水电系统是重头戏:车顶铺了800瓦柔性太阳能板,侧面还有可伸缩的400瓦补充板;车内配了6块100Ah的锂电,总储电量达到30度,足够她带着两只毛孩子浪迹天涯一周不断电。净水箱扩容到120升,灰水箱80升,还加装了雨水过滤系统——可以收集雨水,防止行驶过程中突然缺水。最妙的是那个隐藏式静音发电机,紧急情况下可以给整个系统续命。

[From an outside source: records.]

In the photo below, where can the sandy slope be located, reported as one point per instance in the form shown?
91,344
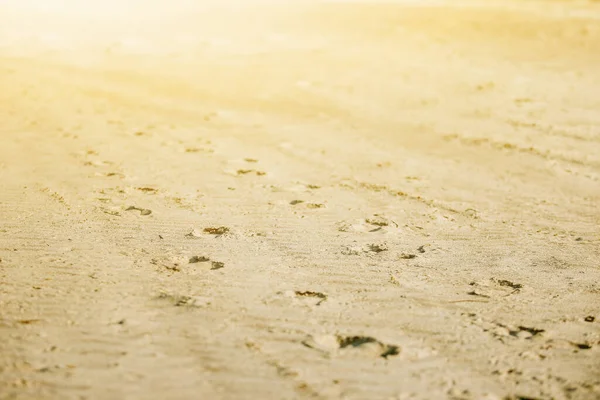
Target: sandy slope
410,195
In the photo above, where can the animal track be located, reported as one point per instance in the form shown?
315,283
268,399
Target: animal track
337,344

空间利用更是做到了极致:驾驶座后方是宠物安全区,有招财的防冲撞垫和元宝的猫爬架;中间是可变区域——白天是厨房和办公区,晚上放下电动升降桌就变成双人床;车尾是她的医疗工作站和储物区。
说到医疗设备,这是她作为兽医最后的倔强。虽然辞职做旅行博主三年了,但那个便携式血细胞分析仪、迷你X光机——宠物专用版、紫外线消毒柜,还有塞满各种药品的-20医药冰箱,始终占据着宝贵的储物空间。
“保障自己安全的同时,尽可能对动物进行救助。”这是她导师送别时说的话,她一直记得。
窗外,夕阳正以肉眼可见的速度沉入地平线。林暖推开房车门,带着一猫一狗下了车。她们此刻停在一片开阔的高原草甸边缘,远处雪山轮廓在暮色中如黛色剪影。傍晚的风带着青草和野花的清香拂面而来,她深深吸了一口气——这是城市里永远闻不到的自由味道。
招财一下车就开始例行巡逻,以房车为中心,鼻子贴着地面仔细嗅探。元宝则优雅地踱步到一片开着小紫花的草地上,先是矜持地嗅了嗅,然后……毫无预兆地翻倒在地,开始欢乐地打滚。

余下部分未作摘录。